Он с любопытством посмотрел на меня:
– Значит, Аделаида Скотт рассказала вам о своей… хм… связи с Джейми Грейвзом.
Я кивнула:
– Она сказала, что приезжала сюда.
– Да, очень давно. Она тогда вовсю занималась семейной историей. Пыталась кое в чем окончательно разобраться.
– В чем, например?
– Думаю, для вас не станет новостью. Кто я? Что мне делать со своей жизнью? Я был молод и не наловчился задавать, ну, наводящие вопросы, поэтому особо ее не расспрашивал. Кроме того, я влюбился по уши, она действительно огонь, прямо жуть наводила. Казалась взрослой, но ей было, наверное, двадцать с хвостиком. Она добилась большого успеха, верно? Какая-то знаменитая художница? Правда, больше она общалась с Калебом, не со мной. Да и что у нас могло быть общего, понимаете?
Я не могла придумать, что спросить. Пытаясь скрыть неловкость, потягивала пиво. Чтение писем у Аделаиды вызвало приятные ощущения – что-то волнующее, откровенное, почти как желание.
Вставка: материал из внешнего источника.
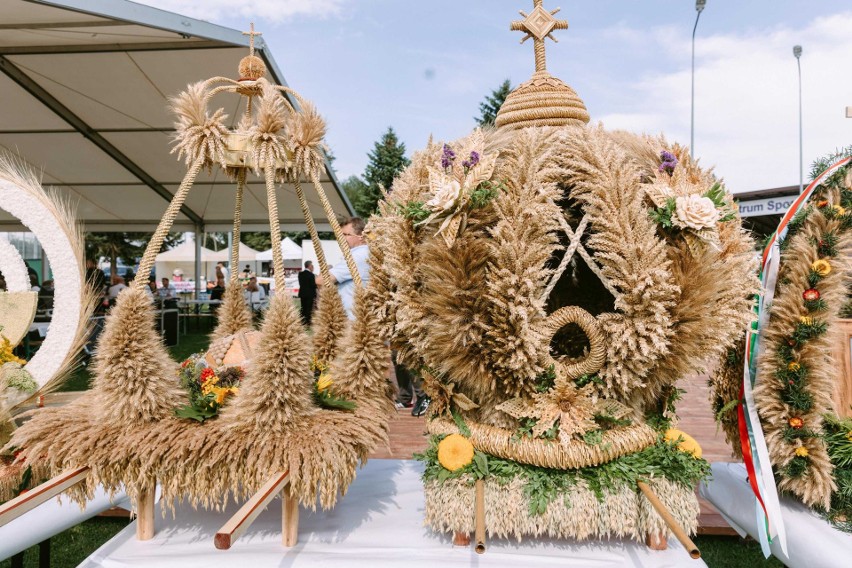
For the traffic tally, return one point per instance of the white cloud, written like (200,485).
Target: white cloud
(271,10)
(746,100)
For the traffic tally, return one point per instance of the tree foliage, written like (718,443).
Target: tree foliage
(491,105)
(124,246)
(386,160)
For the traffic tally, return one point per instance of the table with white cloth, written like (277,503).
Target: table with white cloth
(51,518)
(811,541)
(378,523)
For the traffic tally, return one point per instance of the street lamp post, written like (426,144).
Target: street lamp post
(699,7)
(797,53)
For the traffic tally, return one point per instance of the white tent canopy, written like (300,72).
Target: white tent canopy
(185,252)
(246,254)
(85,87)
(289,251)
(333,255)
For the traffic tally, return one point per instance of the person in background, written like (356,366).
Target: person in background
(45,296)
(220,268)
(254,294)
(97,280)
(353,231)
(307,291)
(117,287)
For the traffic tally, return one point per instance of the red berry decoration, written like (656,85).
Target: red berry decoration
(811,295)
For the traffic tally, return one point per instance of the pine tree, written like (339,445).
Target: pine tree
(386,160)
(491,105)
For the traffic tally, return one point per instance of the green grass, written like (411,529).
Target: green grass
(71,547)
(74,545)
(733,552)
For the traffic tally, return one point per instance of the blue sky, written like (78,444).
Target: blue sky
(424,66)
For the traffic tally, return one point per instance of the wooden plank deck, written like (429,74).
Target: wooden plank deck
(407,436)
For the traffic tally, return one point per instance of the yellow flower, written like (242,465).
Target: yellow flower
(324,382)
(454,452)
(221,393)
(821,267)
(687,443)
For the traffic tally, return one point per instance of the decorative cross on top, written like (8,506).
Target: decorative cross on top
(538,25)
(251,35)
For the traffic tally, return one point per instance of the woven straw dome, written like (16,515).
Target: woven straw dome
(544,100)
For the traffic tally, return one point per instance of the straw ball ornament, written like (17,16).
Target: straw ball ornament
(251,68)
(454,452)
(544,100)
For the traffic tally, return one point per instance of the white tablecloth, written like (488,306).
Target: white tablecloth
(811,541)
(50,519)
(378,523)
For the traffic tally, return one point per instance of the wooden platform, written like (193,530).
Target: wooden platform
(407,436)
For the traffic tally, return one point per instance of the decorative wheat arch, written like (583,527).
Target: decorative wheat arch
(25,199)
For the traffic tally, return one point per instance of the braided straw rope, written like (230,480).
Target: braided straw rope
(335,226)
(274,226)
(587,322)
(312,229)
(165,225)
(238,218)
(547,453)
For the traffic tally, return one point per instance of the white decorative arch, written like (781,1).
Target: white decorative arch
(23,197)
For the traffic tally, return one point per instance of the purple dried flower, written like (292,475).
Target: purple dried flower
(447,157)
(669,161)
(472,161)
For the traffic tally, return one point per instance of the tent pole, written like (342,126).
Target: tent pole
(199,230)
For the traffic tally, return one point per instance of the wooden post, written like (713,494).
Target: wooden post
(145,513)
(289,518)
(479,510)
(31,499)
(673,525)
(657,541)
(242,519)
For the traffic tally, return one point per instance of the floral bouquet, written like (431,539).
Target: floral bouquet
(324,395)
(208,388)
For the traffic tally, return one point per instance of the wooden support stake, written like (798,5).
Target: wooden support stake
(673,525)
(289,518)
(36,496)
(145,513)
(242,519)
(657,541)
(479,507)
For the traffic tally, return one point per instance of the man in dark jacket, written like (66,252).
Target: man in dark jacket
(307,291)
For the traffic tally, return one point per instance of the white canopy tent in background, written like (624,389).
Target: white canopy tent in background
(85,87)
(333,255)
(248,256)
(291,252)
(182,258)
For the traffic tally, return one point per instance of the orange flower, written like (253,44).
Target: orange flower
(454,452)
(821,267)
(811,295)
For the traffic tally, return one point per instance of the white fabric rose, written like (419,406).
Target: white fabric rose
(445,197)
(695,212)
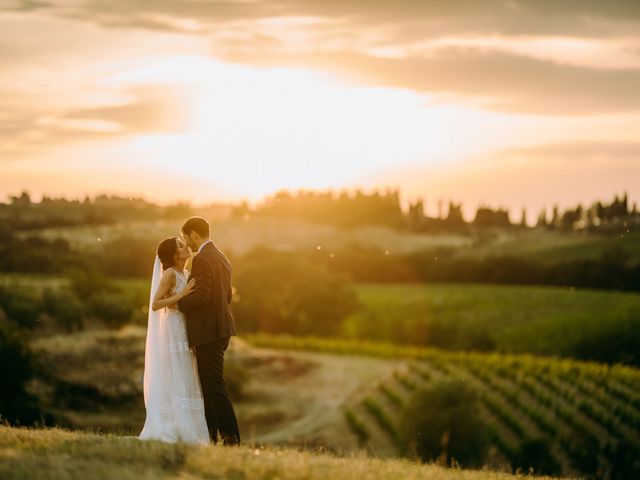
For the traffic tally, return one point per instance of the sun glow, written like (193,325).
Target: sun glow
(261,129)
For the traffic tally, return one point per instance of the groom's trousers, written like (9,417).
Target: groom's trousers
(218,409)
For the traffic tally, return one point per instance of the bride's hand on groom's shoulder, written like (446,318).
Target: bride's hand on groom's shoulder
(189,287)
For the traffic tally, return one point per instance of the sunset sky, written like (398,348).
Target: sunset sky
(504,102)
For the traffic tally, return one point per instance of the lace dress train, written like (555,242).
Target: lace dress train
(173,396)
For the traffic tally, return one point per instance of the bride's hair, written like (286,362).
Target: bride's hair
(167,252)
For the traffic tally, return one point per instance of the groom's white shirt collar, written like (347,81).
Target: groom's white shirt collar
(203,244)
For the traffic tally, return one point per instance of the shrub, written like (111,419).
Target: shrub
(17,368)
(535,454)
(442,423)
(65,308)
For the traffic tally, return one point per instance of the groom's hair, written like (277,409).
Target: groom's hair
(198,225)
(167,252)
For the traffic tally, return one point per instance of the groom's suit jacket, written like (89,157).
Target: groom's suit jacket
(206,309)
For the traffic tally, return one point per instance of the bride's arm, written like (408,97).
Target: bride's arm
(167,282)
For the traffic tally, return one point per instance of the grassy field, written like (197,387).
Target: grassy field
(314,392)
(550,246)
(528,319)
(543,320)
(588,413)
(57,454)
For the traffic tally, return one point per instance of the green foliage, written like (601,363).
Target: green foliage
(65,307)
(17,367)
(585,324)
(111,308)
(443,424)
(279,292)
(21,306)
(60,455)
(534,455)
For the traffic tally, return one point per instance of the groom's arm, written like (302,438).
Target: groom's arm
(203,288)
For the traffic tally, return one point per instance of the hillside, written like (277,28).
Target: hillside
(58,454)
(587,415)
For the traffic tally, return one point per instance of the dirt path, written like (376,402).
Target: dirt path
(299,397)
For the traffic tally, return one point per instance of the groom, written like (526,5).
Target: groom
(210,326)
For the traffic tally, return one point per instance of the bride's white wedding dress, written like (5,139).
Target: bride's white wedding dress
(172,393)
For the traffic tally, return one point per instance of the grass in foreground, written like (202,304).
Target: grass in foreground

Думаю, желание и было. Хотелось знать больше. Но теперь правда о Мэриен казалась слишком большой, слишком бесформенной, чтобы мне ее собрать. Правду эту, как обломки затонувшего корабля, разнесло на плавающие мелкие фрагменты, которые не соединялись.
Джоуи, похоже, не замечал моей растерянности.
– А лучше Калеба я никого не знаю, – продолжил он. – Он мог быть и строгим, и не из тех, кто притворяется, что у них все хорошо, когда все плохо, но, понимаете, благородный. На него можно было положиться. Может, иногда пускался во все тяжкие, но, по-моему, он решил, я, мол, пережил войну да пошло оно все. Пока совсем не постарел, работал на ранчо, а потом в маленькой библиотеке, там, по дороге. Любил читать. Мало рассказывал о войне, но повторял, что она научила его читать. Когда заболевал, сидел здесь целый день и читал. Потом слишком ослаб, читать уже не мог, просто сидел с книгой на коленях и смотрел на океан. Он взял меня к себе далеко не юношей. Тогда ему, наверное, было примерно столько же, сколько мне сейчас. – Он заглянул в дом, куда убежала Калани. – Однако жизнь полна сюрпризов.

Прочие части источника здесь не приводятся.